While not a focus for all clients, a number of clients have liked this concept, but we’ve always felt that it is something that we can do ourselves, cutting out the middleman, determining the mix of liquidity providers ourselves, and targeting the stream to specific (softer) algo styles rather than opening up the taking to all. And so we have in the past couple of weeks launched our own Global Code compliant offering for our flagship dynamic hybrid algo, where a number of banks make to us across all major deliverable currency pairs and the GS algo is the only taker. It is looking like a very useful liquidity source with a markout profile that achieves an appropriate balance between benefits to our algo clients and to our liquidity providers on the channel.

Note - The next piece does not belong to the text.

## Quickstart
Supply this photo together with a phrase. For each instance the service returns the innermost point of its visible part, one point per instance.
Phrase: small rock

In addition, we have a lot of different ECNs that we can take liquidity from. With far better internalisation, as discussed earlier, we are able to take a more targeted approach to the liquidity options on offer. So for example, we have recently been looking at the quality of our ECNs hour by hour, throughout the day, and measuring how well they perform at different times. We can then further fine tune our liquidity curation process and weed out anything that is not performing as expected.

Fine tuning forwards

As we consider algo performance, a piece that is sometimes overlooked is the quality of forward points on any algo roll from spot in the case of deliverable currency pairs or from the relevant electronically traded forward date for NDFs. Post-trade algo roll carries point-in-time risk and correlation risk between spot and points. The need to appropriately charge for the cost of capital jolted TCA on forward points into the limelight for some banks and their clients this year, and although algo rolls at GS no longer incur capital charges by default, the subject of achieving better execution quality on points remains topical. So, in another quiet revolution under the hood, we are making changes to the way that our algos source forward points to do so whenever the algo executes in the corresponding spot market, i.e. at a child order level.

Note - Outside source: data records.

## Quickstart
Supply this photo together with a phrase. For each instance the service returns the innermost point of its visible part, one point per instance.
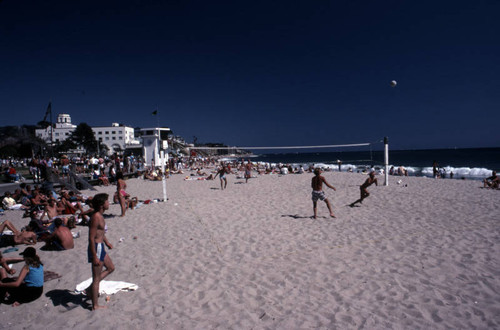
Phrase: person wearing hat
(28, 286)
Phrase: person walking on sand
(222, 175)
(318, 193)
(97, 255)
(248, 171)
(364, 193)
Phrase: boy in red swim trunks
(318, 193)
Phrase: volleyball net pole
(386, 160)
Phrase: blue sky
(260, 73)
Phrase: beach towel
(107, 287)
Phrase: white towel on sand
(107, 287)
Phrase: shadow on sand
(68, 299)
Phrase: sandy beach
(423, 254)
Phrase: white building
(62, 130)
(116, 137)
(154, 141)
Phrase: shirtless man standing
(248, 171)
(96, 253)
(318, 193)
(364, 193)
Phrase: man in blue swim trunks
(96, 251)
(222, 175)
(318, 193)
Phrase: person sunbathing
(5, 269)
(60, 239)
(28, 286)
(26, 236)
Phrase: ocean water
(464, 163)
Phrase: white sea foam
(458, 172)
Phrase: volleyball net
(367, 153)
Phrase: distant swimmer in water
(318, 193)
(492, 182)
(364, 193)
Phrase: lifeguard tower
(154, 141)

This is a significant change in algo logic, but not something that a client would necessarily immediately notice – the benefits will become clear in the post trade TCA.

Black boxes

While some FX algo providers appear to see AI as a magic wand to wave at liquidity, in our view, these solutions should be approached with caution.

Such models are black boxes, so if something does go wrong, then the algorithm has no way of explaining why. It might be some structure that the machine learning process saw in the data which in fact is spurious or exists in some historical dataset but does not persist. In comparison, adopting a systematic, data driven approach on both the passive posting as well as the taking side has proved to be an effective way to tweak and fine tune our algos. Clients can continue to expect the reliability of the Goldman algo brand but with a smoother drive through those liquidity bumps.